En esta disección, que no ha buscado ser una cátedra -nunca ha sido mi fuerte-, parecen encontrarse, eso sí, varias muestras que representan lo que nuestra memoria se empeña en recordar, gracias a las imágenes, o en muchos casos también, gracias a la posibilidad de poder presenciar un acontecimiento que de inmediato lo ubicamos en las semejanzas con hechos del pasado.
Por supuesto, de una cosa debemos estar seguros: el toreo, cada vez que tiene la ocasión de revelarse en diferentes interpretaciones, tiene al menos, un leve parecido con lo que haya ocurrido en el pasado inmediato o en el pretérito puesto que siempre se encuentra en una constante renovación, aunada a la perfección.

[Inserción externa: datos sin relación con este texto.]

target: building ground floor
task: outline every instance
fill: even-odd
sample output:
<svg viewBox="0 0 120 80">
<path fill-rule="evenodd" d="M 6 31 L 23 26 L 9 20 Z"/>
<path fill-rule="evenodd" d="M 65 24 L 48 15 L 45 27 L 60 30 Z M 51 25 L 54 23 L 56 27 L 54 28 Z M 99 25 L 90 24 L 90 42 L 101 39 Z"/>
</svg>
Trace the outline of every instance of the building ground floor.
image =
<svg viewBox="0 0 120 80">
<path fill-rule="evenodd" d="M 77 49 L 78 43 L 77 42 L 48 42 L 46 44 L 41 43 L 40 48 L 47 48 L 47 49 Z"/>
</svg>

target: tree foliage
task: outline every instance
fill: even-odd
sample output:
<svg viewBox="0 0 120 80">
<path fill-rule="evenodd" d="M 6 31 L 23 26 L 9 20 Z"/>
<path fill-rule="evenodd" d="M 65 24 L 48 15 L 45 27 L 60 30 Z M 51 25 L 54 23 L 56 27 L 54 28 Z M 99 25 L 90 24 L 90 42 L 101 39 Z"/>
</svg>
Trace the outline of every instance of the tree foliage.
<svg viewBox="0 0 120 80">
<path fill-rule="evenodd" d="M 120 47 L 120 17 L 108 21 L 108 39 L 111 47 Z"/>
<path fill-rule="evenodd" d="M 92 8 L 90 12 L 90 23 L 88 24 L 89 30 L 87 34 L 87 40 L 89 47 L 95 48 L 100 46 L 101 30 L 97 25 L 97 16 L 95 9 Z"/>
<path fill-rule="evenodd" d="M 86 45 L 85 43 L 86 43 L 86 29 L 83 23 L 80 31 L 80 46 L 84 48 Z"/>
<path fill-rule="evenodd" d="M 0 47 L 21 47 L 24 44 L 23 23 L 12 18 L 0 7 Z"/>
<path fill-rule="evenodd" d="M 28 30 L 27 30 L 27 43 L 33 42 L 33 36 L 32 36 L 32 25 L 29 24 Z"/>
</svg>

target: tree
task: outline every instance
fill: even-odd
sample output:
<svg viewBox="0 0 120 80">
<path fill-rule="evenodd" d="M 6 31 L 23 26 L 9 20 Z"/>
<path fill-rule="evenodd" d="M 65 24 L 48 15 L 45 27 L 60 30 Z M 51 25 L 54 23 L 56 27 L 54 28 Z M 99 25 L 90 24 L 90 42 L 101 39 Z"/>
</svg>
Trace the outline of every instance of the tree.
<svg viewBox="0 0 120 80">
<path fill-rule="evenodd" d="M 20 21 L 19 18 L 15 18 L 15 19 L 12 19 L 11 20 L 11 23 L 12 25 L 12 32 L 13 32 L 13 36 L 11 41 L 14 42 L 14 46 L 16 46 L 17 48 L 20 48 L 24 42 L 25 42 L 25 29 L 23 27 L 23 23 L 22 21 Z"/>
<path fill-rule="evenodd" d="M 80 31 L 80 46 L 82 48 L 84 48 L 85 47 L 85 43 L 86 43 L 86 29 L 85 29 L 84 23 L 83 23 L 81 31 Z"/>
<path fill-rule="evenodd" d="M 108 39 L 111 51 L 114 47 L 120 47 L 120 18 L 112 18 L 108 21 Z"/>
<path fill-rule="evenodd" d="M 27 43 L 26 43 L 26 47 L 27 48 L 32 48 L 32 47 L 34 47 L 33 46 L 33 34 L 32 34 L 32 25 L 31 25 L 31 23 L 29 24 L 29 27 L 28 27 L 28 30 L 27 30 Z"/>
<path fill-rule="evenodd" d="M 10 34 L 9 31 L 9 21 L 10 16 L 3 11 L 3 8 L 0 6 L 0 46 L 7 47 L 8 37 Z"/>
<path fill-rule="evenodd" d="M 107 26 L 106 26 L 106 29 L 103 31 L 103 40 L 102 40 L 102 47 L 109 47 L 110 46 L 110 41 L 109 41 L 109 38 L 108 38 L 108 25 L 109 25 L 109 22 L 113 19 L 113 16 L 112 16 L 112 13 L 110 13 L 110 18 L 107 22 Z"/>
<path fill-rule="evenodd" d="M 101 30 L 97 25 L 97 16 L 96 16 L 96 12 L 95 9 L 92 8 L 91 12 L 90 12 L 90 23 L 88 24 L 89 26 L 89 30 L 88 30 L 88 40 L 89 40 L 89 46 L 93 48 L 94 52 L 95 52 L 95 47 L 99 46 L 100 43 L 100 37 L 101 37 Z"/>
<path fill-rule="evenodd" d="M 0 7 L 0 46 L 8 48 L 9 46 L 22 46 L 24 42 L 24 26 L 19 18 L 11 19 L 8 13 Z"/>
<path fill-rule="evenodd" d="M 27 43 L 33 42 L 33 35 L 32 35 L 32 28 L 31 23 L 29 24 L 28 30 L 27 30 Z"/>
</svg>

No nos explicamos cómo es posible que suceda la “renovación” en algo que, per se es anacrónico. Concluyo diciendo que no amenazo con sumergirme en el conflicto de la explicación que todo aficionado pretende darle a una expresión estética o técnica que mueve, como siempre, a la polémica, al desacuerdo. Vayan pues, solo como un ejemplo más de lo mucho que puede provocar la tauromaquia, la presentación de las cuatro imágenes que dejamos para su deleite…, y reflexión. ¿Por qué no?